Aloe jawiyon
- Conservation status: Near Threatened (IUCN 3.1)

Scientific classification
- Kingdom: Plantae
- Clade: Tracheophytes
- Clade: Angiosperms
- Clade: Monocots
- Order: Asparagales
- Family: Asphodelaceae
- Subfamily: Asphodeloideae
- Genus: Aloe
- Species: A. jawiyon
- Binomial name: Aloe jawiyon S.J.Christie, D.P.Hannon & Oakman ex A.G.Mill.

= Aloe jawiyon =

- Authority: S.J.Christie, D.P.Hannon & Oakman ex A.G.Mill.
- Conservation status: NT

Species of succulent

Aloe jawiyon is a species of succulent plant in the genus Aloe first described in 2004. It is endemic to the island of Socotra, Yemen, located in the Indian Ocean (near to the mouth of the Gulf of Aden), approximately 200 miles (321 km) off of the southwestern coast of the Arabian Peninsula and around 430 miles (692 km) east of the coast of Somalia.

==Description==
The leaves of A. jawiyon are naturally curved downwards and somewhat canaliculated (grooved), with a creamy, greenish-yellow-khaki colour.

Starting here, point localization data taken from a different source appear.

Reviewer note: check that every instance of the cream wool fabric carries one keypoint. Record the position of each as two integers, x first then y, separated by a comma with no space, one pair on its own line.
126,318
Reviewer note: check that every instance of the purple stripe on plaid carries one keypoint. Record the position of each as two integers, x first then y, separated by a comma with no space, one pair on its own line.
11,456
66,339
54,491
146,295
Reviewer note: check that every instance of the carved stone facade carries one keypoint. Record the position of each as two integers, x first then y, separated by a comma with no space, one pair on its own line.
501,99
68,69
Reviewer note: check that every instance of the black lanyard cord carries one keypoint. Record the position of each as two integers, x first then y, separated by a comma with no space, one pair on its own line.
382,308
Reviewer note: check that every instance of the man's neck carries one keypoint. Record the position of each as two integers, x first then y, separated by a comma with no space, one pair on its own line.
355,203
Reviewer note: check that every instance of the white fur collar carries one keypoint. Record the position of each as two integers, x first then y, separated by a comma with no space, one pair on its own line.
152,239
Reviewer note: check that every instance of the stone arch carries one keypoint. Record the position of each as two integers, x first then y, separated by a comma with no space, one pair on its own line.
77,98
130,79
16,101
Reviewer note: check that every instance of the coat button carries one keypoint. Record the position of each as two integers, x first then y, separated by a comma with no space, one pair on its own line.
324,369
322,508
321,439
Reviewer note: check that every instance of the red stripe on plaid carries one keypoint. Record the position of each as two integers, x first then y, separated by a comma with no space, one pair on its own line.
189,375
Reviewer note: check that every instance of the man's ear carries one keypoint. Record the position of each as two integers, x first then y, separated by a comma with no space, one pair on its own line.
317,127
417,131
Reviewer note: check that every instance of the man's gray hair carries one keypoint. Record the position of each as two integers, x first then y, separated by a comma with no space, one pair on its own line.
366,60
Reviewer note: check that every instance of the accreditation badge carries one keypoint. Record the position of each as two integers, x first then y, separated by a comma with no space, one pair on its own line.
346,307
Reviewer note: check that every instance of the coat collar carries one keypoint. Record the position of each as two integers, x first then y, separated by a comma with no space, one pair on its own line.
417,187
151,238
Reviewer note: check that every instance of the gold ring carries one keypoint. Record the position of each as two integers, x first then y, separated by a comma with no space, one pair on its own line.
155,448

The inflorescence is short, unbranching, and emerges horizontally before straightening itself vertically. The flowers are orange-yellow with green tips.

==Distribution and habitat==
It is one of a number of Aloe species that naturally occur on Socotra; others include Aloe perryi and Aloe squarrosa. Its natural habitat is dry, rocky slopes and limestone at higher altitude.